Can claimants who have 0dB of identifiable NIHL have a measurable claim in damages?

Over my years in practice, I have dealt with hundreds of noise claims, but recently one landed on my desk that surprised me. The Claimant’s medical expert confirms that the Claimant has 0dB of NIHL and indeed that the Claimant’s hearing is better than to be expected for a man of his age. Notwithstanding both these factors, the Claimant’s expert concludes that the Claimant’s tinnitus is noise induced. The claim is being pursued on the premise that the Claimant’s hearing has deteriorated from “excellent” to “normal”.

Whilst it is the first such case Kennedys has handled, I understand from contacts in the insurance industry that this is not the only claim to have been presented on this basis.

Causation

From a causation perspective, these cases are fraught with difficulty for claimants:

  • His Honour Judge Inglis in Baker v Quantum Clothing [2007] indicated that, where it is shown that a claimant is not suffering from any identifiable NIHL, then any tinnitus cannot be noise induced either.
  • There are a number of respected ENT surgeons who also subscribe to this school of thought.  

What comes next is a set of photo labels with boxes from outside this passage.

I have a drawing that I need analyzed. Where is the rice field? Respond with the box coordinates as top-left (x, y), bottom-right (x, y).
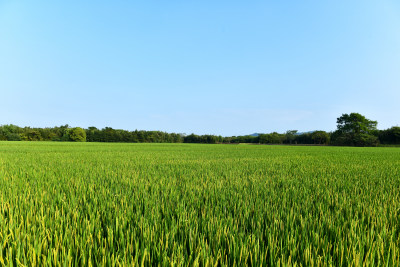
top-left (0, 142), bottom-right (400, 266)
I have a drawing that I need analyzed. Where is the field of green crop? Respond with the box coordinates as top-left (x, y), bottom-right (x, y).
top-left (0, 142), bottom-right (400, 266)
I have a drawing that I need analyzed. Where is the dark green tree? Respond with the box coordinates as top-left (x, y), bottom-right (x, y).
top-left (68, 127), bottom-right (86, 142)
top-left (332, 113), bottom-right (379, 146)
top-left (311, 131), bottom-right (329, 145)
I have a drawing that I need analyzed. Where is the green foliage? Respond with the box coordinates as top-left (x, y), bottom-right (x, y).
top-left (68, 127), bottom-right (86, 142)
top-left (379, 126), bottom-right (400, 145)
top-left (332, 113), bottom-right (379, 146)
top-left (311, 131), bottom-right (329, 145)
top-left (0, 142), bottom-right (400, 266)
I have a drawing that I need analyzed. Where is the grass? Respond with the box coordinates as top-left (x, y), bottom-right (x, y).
top-left (0, 142), bottom-right (400, 266)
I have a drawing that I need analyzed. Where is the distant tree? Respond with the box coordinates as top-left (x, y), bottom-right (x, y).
top-left (332, 113), bottom-right (379, 146)
top-left (285, 130), bottom-right (297, 144)
top-left (68, 127), bottom-right (86, 142)
top-left (311, 131), bottom-right (329, 145)
top-left (379, 126), bottom-right (400, 145)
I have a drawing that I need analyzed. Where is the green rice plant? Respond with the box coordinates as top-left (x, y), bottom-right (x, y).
top-left (0, 142), bottom-right (400, 266)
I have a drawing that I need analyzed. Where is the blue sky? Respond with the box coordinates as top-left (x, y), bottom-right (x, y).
top-left (0, 0), bottom-right (400, 135)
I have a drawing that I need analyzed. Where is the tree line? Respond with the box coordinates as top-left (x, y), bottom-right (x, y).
top-left (0, 113), bottom-right (400, 146)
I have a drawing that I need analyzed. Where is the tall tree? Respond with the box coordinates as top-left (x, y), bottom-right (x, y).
top-left (332, 113), bottom-right (379, 146)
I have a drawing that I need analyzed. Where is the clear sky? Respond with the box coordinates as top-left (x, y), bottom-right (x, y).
top-left (0, 0), bottom-right (400, 135)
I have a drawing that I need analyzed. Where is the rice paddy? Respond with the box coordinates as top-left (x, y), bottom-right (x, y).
top-left (0, 142), bottom-right (400, 266)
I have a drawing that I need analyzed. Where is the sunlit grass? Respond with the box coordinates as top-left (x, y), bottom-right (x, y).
top-left (0, 142), bottom-right (400, 266)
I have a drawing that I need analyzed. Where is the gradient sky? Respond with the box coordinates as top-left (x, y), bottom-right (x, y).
top-left (0, 0), bottom-right (400, 135)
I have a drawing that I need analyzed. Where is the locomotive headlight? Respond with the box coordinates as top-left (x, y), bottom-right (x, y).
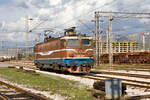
top-left (69, 54), bottom-right (74, 57)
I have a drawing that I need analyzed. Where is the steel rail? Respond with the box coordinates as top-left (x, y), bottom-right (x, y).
top-left (0, 81), bottom-right (52, 100)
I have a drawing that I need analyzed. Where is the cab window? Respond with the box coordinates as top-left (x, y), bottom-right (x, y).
top-left (82, 39), bottom-right (90, 46)
top-left (68, 39), bottom-right (79, 47)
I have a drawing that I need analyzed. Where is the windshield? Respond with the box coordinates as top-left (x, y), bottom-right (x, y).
top-left (82, 39), bottom-right (90, 46)
top-left (68, 40), bottom-right (79, 47)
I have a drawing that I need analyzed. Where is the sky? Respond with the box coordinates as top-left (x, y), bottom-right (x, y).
top-left (0, 0), bottom-right (150, 47)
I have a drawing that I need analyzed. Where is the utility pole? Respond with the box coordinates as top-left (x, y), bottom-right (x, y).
top-left (108, 13), bottom-right (113, 67)
top-left (25, 16), bottom-right (29, 60)
top-left (95, 12), bottom-right (100, 67)
top-left (143, 33), bottom-right (145, 51)
top-left (16, 45), bottom-right (18, 61)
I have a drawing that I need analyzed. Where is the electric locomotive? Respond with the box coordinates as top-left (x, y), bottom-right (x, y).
top-left (34, 27), bottom-right (94, 73)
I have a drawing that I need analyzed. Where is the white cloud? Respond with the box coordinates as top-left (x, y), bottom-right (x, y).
top-left (0, 0), bottom-right (150, 43)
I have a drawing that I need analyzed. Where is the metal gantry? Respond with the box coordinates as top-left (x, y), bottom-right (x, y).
top-left (95, 11), bottom-right (150, 67)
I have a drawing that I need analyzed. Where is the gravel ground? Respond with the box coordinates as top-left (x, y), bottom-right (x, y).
top-left (3, 61), bottom-right (150, 100)
top-left (0, 77), bottom-right (65, 100)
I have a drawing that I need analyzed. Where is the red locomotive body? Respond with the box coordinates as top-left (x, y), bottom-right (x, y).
top-left (34, 27), bottom-right (94, 73)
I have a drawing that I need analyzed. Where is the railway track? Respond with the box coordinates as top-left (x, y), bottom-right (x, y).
top-left (83, 74), bottom-right (150, 89)
top-left (0, 81), bottom-right (52, 100)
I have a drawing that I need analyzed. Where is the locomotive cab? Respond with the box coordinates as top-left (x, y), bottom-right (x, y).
top-left (62, 36), bottom-right (93, 73)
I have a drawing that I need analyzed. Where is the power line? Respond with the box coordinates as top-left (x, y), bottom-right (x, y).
top-left (51, 0), bottom-right (117, 28)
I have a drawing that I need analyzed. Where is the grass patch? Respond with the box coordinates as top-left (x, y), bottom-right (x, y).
top-left (0, 68), bottom-right (95, 100)
top-left (95, 64), bottom-right (150, 70)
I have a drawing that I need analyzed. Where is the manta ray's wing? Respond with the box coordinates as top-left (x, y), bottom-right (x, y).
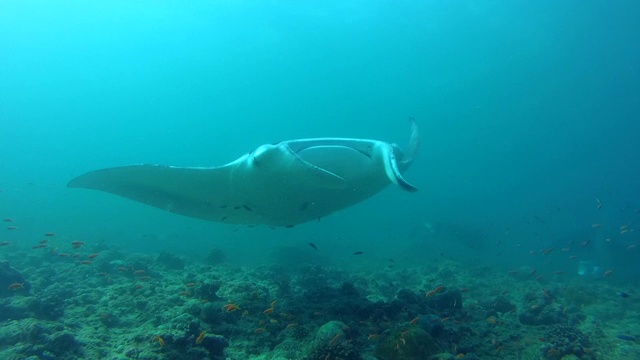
top-left (67, 148), bottom-right (345, 226)
top-left (67, 165), bottom-right (242, 221)
top-left (68, 123), bottom-right (419, 226)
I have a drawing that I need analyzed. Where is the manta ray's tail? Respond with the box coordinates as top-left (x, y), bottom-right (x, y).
top-left (398, 117), bottom-right (422, 172)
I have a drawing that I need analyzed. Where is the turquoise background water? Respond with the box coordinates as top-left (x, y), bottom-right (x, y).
top-left (0, 1), bottom-right (640, 280)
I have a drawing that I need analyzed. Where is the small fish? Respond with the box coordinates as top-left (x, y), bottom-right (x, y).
top-left (7, 283), bottom-right (24, 290)
top-left (329, 333), bottom-right (342, 346)
top-left (151, 335), bottom-right (165, 347)
top-left (196, 331), bottom-right (207, 344)
top-left (616, 334), bottom-right (636, 341)
top-left (427, 285), bottom-right (446, 297)
top-left (223, 303), bottom-right (240, 312)
top-left (262, 308), bottom-right (274, 315)
top-left (604, 270), bottom-right (613, 277)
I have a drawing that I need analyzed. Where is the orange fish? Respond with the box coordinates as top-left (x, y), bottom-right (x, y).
top-left (196, 331), bottom-right (207, 344)
top-left (7, 283), bottom-right (24, 290)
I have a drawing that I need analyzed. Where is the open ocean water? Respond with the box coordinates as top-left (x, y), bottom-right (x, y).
top-left (0, 0), bottom-right (640, 360)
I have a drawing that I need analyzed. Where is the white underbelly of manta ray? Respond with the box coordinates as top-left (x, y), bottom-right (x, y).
top-left (67, 119), bottom-right (420, 227)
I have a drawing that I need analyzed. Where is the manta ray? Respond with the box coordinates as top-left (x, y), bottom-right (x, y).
top-left (67, 119), bottom-right (420, 227)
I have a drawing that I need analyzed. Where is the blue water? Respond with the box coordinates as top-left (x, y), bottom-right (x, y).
top-left (0, 1), bottom-right (640, 282)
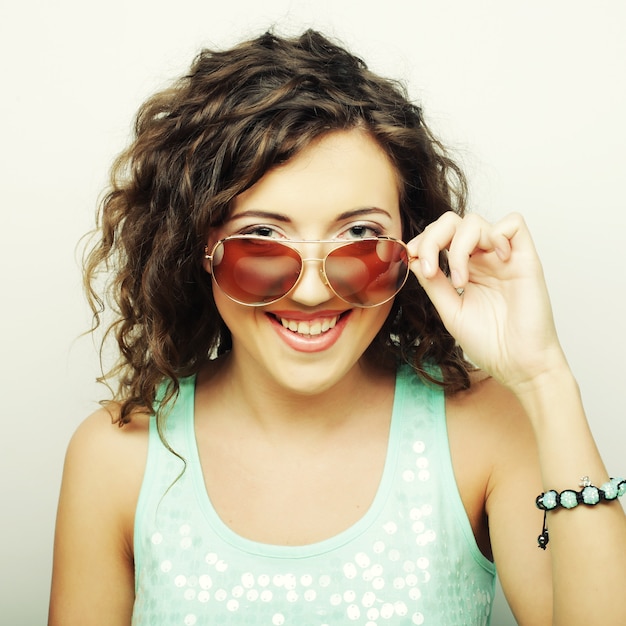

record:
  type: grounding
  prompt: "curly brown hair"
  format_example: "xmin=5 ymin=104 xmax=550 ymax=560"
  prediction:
xmin=84 ymin=30 xmax=469 ymax=424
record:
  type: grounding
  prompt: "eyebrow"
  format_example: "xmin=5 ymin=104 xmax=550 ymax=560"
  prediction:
xmin=229 ymin=207 xmax=392 ymax=223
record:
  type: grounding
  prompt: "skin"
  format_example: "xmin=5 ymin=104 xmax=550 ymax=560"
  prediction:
xmin=49 ymin=131 xmax=626 ymax=626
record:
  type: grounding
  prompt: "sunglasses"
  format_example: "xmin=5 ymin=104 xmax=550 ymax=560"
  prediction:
xmin=205 ymin=235 xmax=409 ymax=307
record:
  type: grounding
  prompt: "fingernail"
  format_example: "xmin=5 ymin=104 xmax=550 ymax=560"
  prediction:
xmin=450 ymin=270 xmax=463 ymax=289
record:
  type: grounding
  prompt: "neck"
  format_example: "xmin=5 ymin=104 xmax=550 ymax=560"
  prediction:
xmin=196 ymin=354 xmax=395 ymax=437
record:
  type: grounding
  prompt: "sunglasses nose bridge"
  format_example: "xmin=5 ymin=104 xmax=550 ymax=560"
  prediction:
xmin=290 ymin=254 xmax=334 ymax=306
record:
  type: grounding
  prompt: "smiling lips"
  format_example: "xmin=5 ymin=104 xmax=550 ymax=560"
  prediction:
xmin=268 ymin=310 xmax=350 ymax=352
xmin=278 ymin=315 xmax=339 ymax=335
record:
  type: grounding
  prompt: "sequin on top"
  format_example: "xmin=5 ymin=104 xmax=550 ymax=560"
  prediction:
xmin=132 ymin=368 xmax=495 ymax=626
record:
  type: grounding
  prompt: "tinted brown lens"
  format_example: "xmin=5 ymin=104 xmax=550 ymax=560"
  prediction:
xmin=324 ymin=239 xmax=408 ymax=306
xmin=213 ymin=238 xmax=302 ymax=304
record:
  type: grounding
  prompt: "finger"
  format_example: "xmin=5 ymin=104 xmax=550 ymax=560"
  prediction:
xmin=408 ymin=211 xmax=461 ymax=278
xmin=448 ymin=214 xmax=511 ymax=288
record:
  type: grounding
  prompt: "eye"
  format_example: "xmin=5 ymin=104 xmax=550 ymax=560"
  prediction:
xmin=239 ymin=226 xmax=281 ymax=238
xmin=342 ymin=224 xmax=383 ymax=239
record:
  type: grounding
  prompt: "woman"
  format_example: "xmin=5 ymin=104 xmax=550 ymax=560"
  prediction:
xmin=49 ymin=31 xmax=626 ymax=626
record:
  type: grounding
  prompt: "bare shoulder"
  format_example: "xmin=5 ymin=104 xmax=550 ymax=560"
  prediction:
xmin=447 ymin=377 xmax=551 ymax=626
xmin=49 ymin=405 xmax=149 ymax=626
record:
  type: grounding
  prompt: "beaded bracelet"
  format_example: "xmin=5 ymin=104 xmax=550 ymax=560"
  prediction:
xmin=535 ymin=476 xmax=626 ymax=550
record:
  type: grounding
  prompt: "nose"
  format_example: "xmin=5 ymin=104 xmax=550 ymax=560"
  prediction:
xmin=289 ymin=258 xmax=335 ymax=306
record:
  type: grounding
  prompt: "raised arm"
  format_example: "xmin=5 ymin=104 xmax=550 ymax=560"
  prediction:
xmin=409 ymin=213 xmax=626 ymax=626
xmin=48 ymin=410 xmax=147 ymax=626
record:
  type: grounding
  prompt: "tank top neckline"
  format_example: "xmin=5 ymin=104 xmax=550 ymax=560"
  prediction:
xmin=178 ymin=368 xmax=420 ymax=559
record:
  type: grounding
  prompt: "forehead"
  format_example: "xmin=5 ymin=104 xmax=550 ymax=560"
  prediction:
xmin=231 ymin=129 xmax=400 ymax=219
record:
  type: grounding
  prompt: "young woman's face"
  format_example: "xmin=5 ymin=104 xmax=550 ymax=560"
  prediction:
xmin=205 ymin=130 xmax=402 ymax=393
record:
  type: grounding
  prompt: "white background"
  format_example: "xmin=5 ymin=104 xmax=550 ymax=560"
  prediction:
xmin=0 ymin=0 xmax=626 ymax=626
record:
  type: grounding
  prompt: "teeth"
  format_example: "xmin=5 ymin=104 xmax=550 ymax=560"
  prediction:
xmin=280 ymin=316 xmax=339 ymax=336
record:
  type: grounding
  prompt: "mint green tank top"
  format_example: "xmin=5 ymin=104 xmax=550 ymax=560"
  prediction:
xmin=132 ymin=367 xmax=495 ymax=626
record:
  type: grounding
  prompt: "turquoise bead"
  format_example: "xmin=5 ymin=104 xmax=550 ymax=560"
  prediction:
xmin=542 ymin=491 xmax=558 ymax=511
xmin=559 ymin=489 xmax=578 ymax=509
xmin=582 ymin=486 xmax=600 ymax=504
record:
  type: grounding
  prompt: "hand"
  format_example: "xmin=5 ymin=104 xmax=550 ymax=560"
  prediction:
xmin=408 ymin=212 xmax=567 ymax=391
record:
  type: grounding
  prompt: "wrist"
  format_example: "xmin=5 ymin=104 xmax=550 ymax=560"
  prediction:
xmin=511 ymin=362 xmax=586 ymax=426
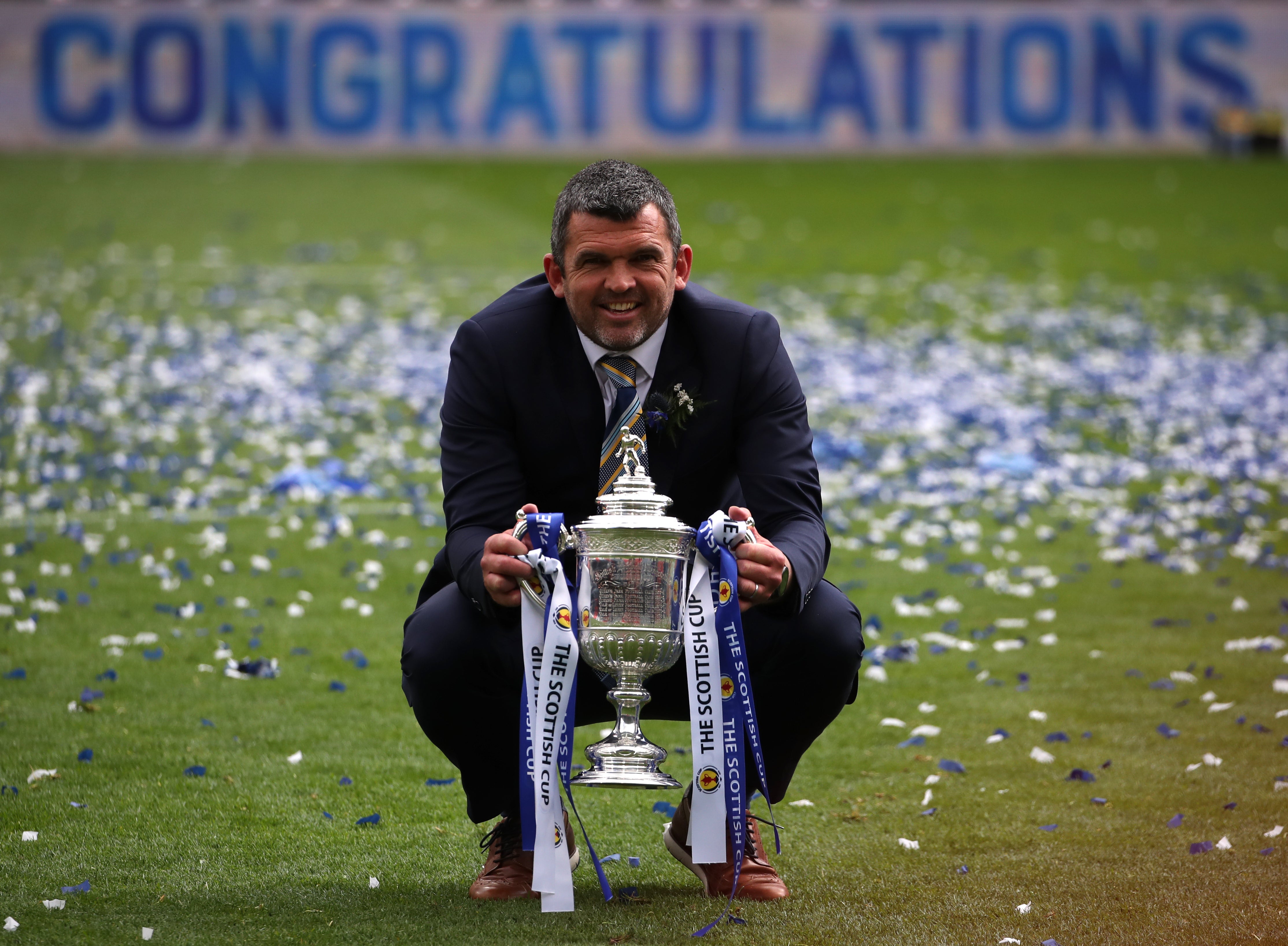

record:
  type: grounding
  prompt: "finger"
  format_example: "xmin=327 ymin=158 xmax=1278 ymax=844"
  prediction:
xmin=483 ymin=531 xmax=528 ymax=555
xmin=479 ymin=555 xmax=532 ymax=579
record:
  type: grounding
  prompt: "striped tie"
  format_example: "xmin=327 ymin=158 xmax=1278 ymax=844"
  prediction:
xmin=599 ymin=355 xmax=648 ymax=495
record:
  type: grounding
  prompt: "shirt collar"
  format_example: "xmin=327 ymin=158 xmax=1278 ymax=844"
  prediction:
xmin=577 ymin=318 xmax=671 ymax=385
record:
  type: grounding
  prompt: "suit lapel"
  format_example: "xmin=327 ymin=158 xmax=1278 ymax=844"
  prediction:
xmin=644 ymin=305 xmax=702 ymax=494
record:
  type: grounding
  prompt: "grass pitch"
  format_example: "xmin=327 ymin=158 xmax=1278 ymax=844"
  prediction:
xmin=0 ymin=157 xmax=1288 ymax=946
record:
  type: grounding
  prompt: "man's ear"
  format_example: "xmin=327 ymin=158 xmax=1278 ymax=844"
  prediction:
xmin=675 ymin=243 xmax=693 ymax=295
xmin=542 ymin=254 xmax=564 ymax=299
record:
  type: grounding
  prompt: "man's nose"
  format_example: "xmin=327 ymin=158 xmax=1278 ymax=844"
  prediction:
xmin=604 ymin=260 xmax=635 ymax=292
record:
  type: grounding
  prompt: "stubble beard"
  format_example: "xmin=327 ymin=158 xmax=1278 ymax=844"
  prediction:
xmin=568 ymin=300 xmax=671 ymax=351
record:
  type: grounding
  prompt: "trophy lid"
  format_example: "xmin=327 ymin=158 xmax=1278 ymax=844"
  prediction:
xmin=578 ymin=427 xmax=692 ymax=531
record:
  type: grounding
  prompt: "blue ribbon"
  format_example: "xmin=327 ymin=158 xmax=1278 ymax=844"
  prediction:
xmin=693 ymin=520 xmax=782 ymax=936
xmin=519 ymin=512 xmax=613 ymax=901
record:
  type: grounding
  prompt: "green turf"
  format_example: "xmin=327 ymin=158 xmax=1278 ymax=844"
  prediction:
xmin=0 ymin=156 xmax=1288 ymax=287
xmin=0 ymin=157 xmax=1288 ymax=946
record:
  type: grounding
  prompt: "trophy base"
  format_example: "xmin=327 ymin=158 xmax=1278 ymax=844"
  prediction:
xmin=570 ymin=768 xmax=684 ymax=789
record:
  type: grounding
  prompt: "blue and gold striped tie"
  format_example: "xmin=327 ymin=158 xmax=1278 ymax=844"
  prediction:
xmin=599 ymin=355 xmax=648 ymax=495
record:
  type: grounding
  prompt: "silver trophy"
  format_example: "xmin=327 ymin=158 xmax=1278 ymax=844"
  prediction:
xmin=514 ymin=427 xmax=697 ymax=788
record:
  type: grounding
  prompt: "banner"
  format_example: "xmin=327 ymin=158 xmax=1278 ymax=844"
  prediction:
xmin=0 ymin=0 xmax=1288 ymax=155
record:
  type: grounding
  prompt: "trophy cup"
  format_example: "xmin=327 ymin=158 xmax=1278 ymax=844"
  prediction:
xmin=514 ymin=427 xmax=697 ymax=789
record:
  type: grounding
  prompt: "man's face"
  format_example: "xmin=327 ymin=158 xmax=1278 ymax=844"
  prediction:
xmin=545 ymin=203 xmax=693 ymax=351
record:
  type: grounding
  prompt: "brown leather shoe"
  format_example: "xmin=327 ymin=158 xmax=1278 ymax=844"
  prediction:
xmin=662 ymin=784 xmax=788 ymax=900
xmin=470 ymin=811 xmax=581 ymax=900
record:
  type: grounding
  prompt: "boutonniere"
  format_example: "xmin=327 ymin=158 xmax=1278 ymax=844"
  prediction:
xmin=644 ymin=385 xmax=711 ymax=444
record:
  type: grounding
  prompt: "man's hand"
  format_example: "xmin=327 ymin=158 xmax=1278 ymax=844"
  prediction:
xmin=731 ymin=506 xmax=795 ymax=611
xmin=479 ymin=502 xmax=541 ymax=607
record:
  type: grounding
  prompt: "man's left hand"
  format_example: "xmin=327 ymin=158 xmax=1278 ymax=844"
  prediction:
xmin=729 ymin=506 xmax=795 ymax=611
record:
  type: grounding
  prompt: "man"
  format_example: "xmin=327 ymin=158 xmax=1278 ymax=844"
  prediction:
xmin=402 ymin=161 xmax=863 ymax=900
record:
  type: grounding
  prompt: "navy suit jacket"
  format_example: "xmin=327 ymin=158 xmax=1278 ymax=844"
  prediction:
xmin=417 ymin=276 xmax=831 ymax=619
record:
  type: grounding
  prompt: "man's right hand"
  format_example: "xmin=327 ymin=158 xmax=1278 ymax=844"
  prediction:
xmin=480 ymin=502 xmax=538 ymax=607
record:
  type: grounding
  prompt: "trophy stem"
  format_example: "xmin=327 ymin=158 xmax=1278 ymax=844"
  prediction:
xmin=572 ymin=669 xmax=680 ymax=788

On the tinnitus point, recent research, which is still ongoing, indicates that there is a correlation between people who develop tinnitus and people who have regularly been using a mobile phone for over four years. Further research is being undertaken in this area and may well prove to be a useful weapon in defendants’ armoury, particularly when challenging these types of cases.

Comment

Causation defences will be central in these cases and defendants will wish to obtain their own medical evidence. Given the range of medical opinion, defendants should seek to persuade the courts they are entitled to their own evidence following the Court of Appeal decision in Oxley v Penwarden [2000], which supports this where there is a respected alternative school of medical thought on a particular issue.

In terms of quantum, how do you measure damages when even the claimant’s own medical expert accepts that there is 0dB of NIHL, and indeed in some cases a claimant’s hearing is better than to be expected for his age? We anticipate that cases where there is tinnitus, but no NIHL, will only attract awards around £5,000.

It will be interesting to see whether these cases turn out to be the new cause celebre for claimants’ solicitors in deafness cases.